Game Mechanics: The tennis gameplay would involve standard tennis rules with a few added twists, such as power-ups that grant the player temporary boosts or allow them to perform special moves. The RPG mechanics would include leveling up the player's abilities, making dialogue choices that affect the game's story, and exploring the game world to find new items and secrets.

Art Style: The game could have a cartoonish or anime-inspired art style, with vibrant colors and exaggerated character designs.

Platforms: The game could be released on PC and console platforms, such as Steam, PlayStation, and Xbox.

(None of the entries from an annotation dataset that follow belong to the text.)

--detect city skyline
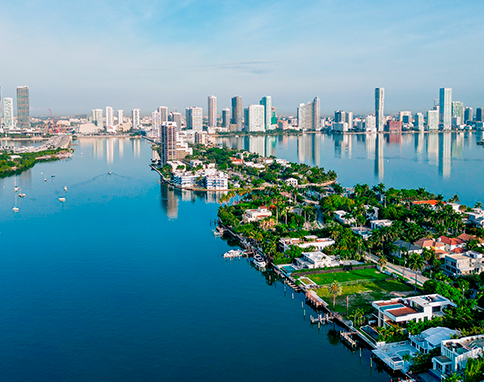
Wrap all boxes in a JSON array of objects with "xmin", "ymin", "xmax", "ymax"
[{"xmin": 0, "ymin": 0, "xmax": 484, "ymax": 115}]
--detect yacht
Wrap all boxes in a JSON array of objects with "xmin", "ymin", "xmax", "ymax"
[{"xmin": 253, "ymin": 254, "xmax": 267, "ymax": 268}]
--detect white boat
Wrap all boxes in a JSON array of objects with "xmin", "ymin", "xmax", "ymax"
[
  {"xmin": 253, "ymin": 255, "xmax": 267, "ymax": 268},
  {"xmin": 223, "ymin": 249, "xmax": 244, "ymax": 259}
]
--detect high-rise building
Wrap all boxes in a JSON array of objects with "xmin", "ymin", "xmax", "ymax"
[
  {"xmin": 208, "ymin": 96, "xmax": 217, "ymax": 127},
  {"xmin": 3, "ymin": 97, "xmax": 13, "ymax": 130},
  {"xmin": 476, "ymin": 107, "xmax": 484, "ymax": 122},
  {"xmin": 186, "ymin": 106, "xmax": 203, "ymax": 131},
  {"xmin": 118, "ymin": 110, "xmax": 124, "ymax": 125},
  {"xmin": 222, "ymin": 109, "xmax": 230, "ymax": 128},
  {"xmin": 17, "ymin": 86, "xmax": 30, "ymax": 129},
  {"xmin": 232, "ymin": 96, "xmax": 242, "ymax": 131},
  {"xmin": 439, "ymin": 88, "xmax": 452, "ymax": 130},
  {"xmin": 260, "ymin": 96, "xmax": 272, "ymax": 130},
  {"xmin": 168, "ymin": 111, "xmax": 182, "ymax": 131},
  {"xmin": 246, "ymin": 105, "xmax": 265, "ymax": 131},
  {"xmin": 161, "ymin": 122, "xmax": 178, "ymax": 164},
  {"xmin": 427, "ymin": 110, "xmax": 439, "ymax": 130},
  {"xmin": 375, "ymin": 88, "xmax": 385, "ymax": 131},
  {"xmin": 414, "ymin": 113, "xmax": 425, "ymax": 131},
  {"xmin": 297, "ymin": 97, "xmax": 321, "ymax": 130},
  {"xmin": 452, "ymin": 101, "xmax": 464, "ymax": 124},
  {"xmin": 158, "ymin": 106, "xmax": 168, "ymax": 123},
  {"xmin": 92, "ymin": 109, "xmax": 104, "ymax": 129},
  {"xmin": 131, "ymin": 109, "xmax": 141, "ymax": 129},
  {"xmin": 106, "ymin": 106, "xmax": 114, "ymax": 129},
  {"xmin": 464, "ymin": 107, "xmax": 474, "ymax": 122}
]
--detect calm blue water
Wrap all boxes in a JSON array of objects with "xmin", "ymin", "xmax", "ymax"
[
  {"xmin": 218, "ymin": 131, "xmax": 484, "ymax": 206},
  {"xmin": 0, "ymin": 138, "xmax": 389, "ymax": 381}
]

Of course, this is just a brief overview, and there are many more details to consider when creating a game. I hope this gives you a better idea of what your game might look like!

Spoiler: Process

Writing the code for a game can be a complex process, but here are some tips to get you started:

1. Choose a game engine: Select a game engine that fits your needs and level of expertise. Game engines like Unity, Unreal Engine, and Godot are popular options that offer a lot of resources and support.

2. Set up your development environment: Install the necessary software and tools, and configure your workspace to suit your workflow.

3. Plan your game mechanics: Think about what features and mechanics you want to include in your game, such as player movement, enemy AI, physics, collision detection, and so on.

4. Write your code: Start coding your game mechanics using the language supported by your game engine. For example, if you're using Unity, you might use C#.

5. Test and debug: Test your game regularly and debug any issues that arise. This will involve using debugging tools, reading logs, and other troubleshooting methods.

6. Optimize: Optimize your code to improve your game's performance and make sure it runs smoothly.

7. Continue to iterate: Keep working on your game, adding new features, fixing bugs, and polishing your gameplay until you have a complete, polished game.

Remember that game development can be a challenging and time-consuming process, but with dedication and hard work, you can create an awesome game. Don't hesitate to seek out resources, tutorials, and forums for help along the way. Good luck!

You can do the rest with chatgpt. Hopefully you can make a mini game out of this.

 

[RoboFu]

I may be crazy , but it seems all these ai technologies Nvidia are making are all point to an ai dating game. Is that their final goal? Lol

 

[Buggy Loop]

I may be crazy , but it seems all these ai technologies Nvidia are making are all point to an ai dating game. Is that their final goal? Lol

It’ll be what you want it to be

 

[hyperbertha]

Great! Thanks for sharing this paper.

I've been waiting years for physically stimulated characters and game-logic to be more normalized in every modern game. This will solve a lot of clipping and collision issues and makes games more reactive and believable when interacting with them. (instead of what we have now, being mostly only visually believable). Creating a large possibly space for emergent situations.

Mmmmmmmmmmm

 

[draliko]

This is the only thing that will save game Dev in the future, eliminate tedious costly repetitive stuff like mocap and generate ai physically correct movements, the search for graphics can't go on like it is now... Too resource intensive for trivial details, the budget need to go to gameplay Dev time , let the is help the artists with their vision.